宇土櫓


【宇土櫓】
 熊本城に現存する唯一の多聞櫓で、20mの高石垣の上建ち三層五階地下一階、石垣からの高さ約19mの 天守級の規模の櫓。屋根には鯱が乗り、大小天守閣と並んで三の天守と呼ばれることもある。この規模の 五階櫓は明治初年まで5棟(築城当時は6棟)存在していた。 古くから小西行長の宇土城天守を移築したものと言われており、宇土櫓と呼ばれているが、解体修理の結果 熊本城内で創建された櫓である事が分かっている。名前の由来は宇土の小西行長が関ヶ原で滅んだ後、 小西の家臣の一部を清正が召し抱えて櫓を管理させたことから、こう呼ばれたのではないかと言われている。 屋根瓦には加藤家の桔梗紋も残っている。西南戦争の戦火を逃れ、建立当時の姿を残す貴重な櫓で、 国の重要文化財に指定されている。


【堀】
 宇土櫓周囲、西出丸との間の大規模な空堀。本丸の西側はなだらかな斜面となっており、城の弱点でも あったため、西出丸と共に強固な防衛ラインを造っている。


【続櫓】
 宇土櫓から南の石垣上に続く平櫓。石垣にあわせて造られており、南側に行くほど広く、床の高さも高くなっている。


【一階】
 宇土櫓は一間が6尺5寸(1.95m)で建てられている。
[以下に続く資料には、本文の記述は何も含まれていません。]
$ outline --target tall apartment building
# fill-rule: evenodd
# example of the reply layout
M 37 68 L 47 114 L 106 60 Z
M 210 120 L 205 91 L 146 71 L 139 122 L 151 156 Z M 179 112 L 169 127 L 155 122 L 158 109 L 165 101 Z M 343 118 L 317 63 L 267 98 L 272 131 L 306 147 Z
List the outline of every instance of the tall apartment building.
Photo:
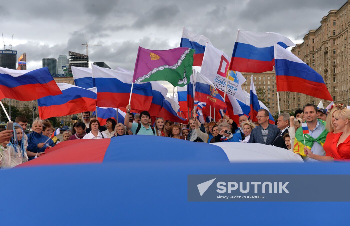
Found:
M 321 25 L 311 30 L 304 37 L 304 42 L 297 44 L 292 52 L 322 76 L 335 103 L 348 105 L 350 97 L 350 4 L 349 1 L 337 10 L 331 10 L 324 16 Z M 308 103 L 317 105 L 320 99 L 304 94 L 289 92 L 280 93 L 281 109 L 289 107 L 295 110 Z M 289 98 L 288 98 L 289 97 Z M 322 100 L 324 107 L 331 101 Z
M 21 56 L 18 58 L 18 67 L 17 70 L 27 70 L 27 54 L 25 52 L 23 52 Z
M 68 51 L 68 59 L 69 61 L 69 67 L 68 69 L 68 73 L 72 73 L 72 66 L 80 68 L 89 68 L 89 56 L 82 54 Z
M 68 60 L 67 56 L 65 55 L 60 55 L 57 58 L 57 73 L 60 75 L 60 76 L 66 75 L 67 74 L 67 70 L 62 67 L 66 66 L 66 68 L 68 69 L 68 65 L 69 62 Z
M 250 90 L 251 78 L 253 79 L 255 89 L 262 88 L 265 91 L 265 100 L 268 102 L 267 105 L 273 116 L 278 113 L 277 96 L 276 88 L 276 75 L 274 71 L 266 71 L 262 73 L 242 73 L 242 75 L 247 80 L 242 85 L 242 88 L 248 93 Z
M 17 51 L 10 49 L 0 50 L 0 67 L 15 70 Z
M 49 69 L 49 71 L 52 76 L 57 74 L 57 60 L 55 58 L 43 59 L 43 68 L 45 67 Z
熊本城の多くの建物は基本的には宇土櫓同様 一間が6尺5寸で建てられているが、中には一間6尺が使われているものもある。これらは宇土櫓よりも 古い建物と考えられ、建築年代を調べる上での基準尺度となっている。

【二階】

【三階】

【四階】

【五階】
 一階の主室と同じ広さ(3間四方)で造られており、廻り縁と高欄がついている。当時階段は部屋の 中心付近にあったと考えられ、廻り縁を支える構造も創建後すぐに変更されている。また、天井から古い 材料が発見されていることから、他の建物の材料を再利用していると考えられている。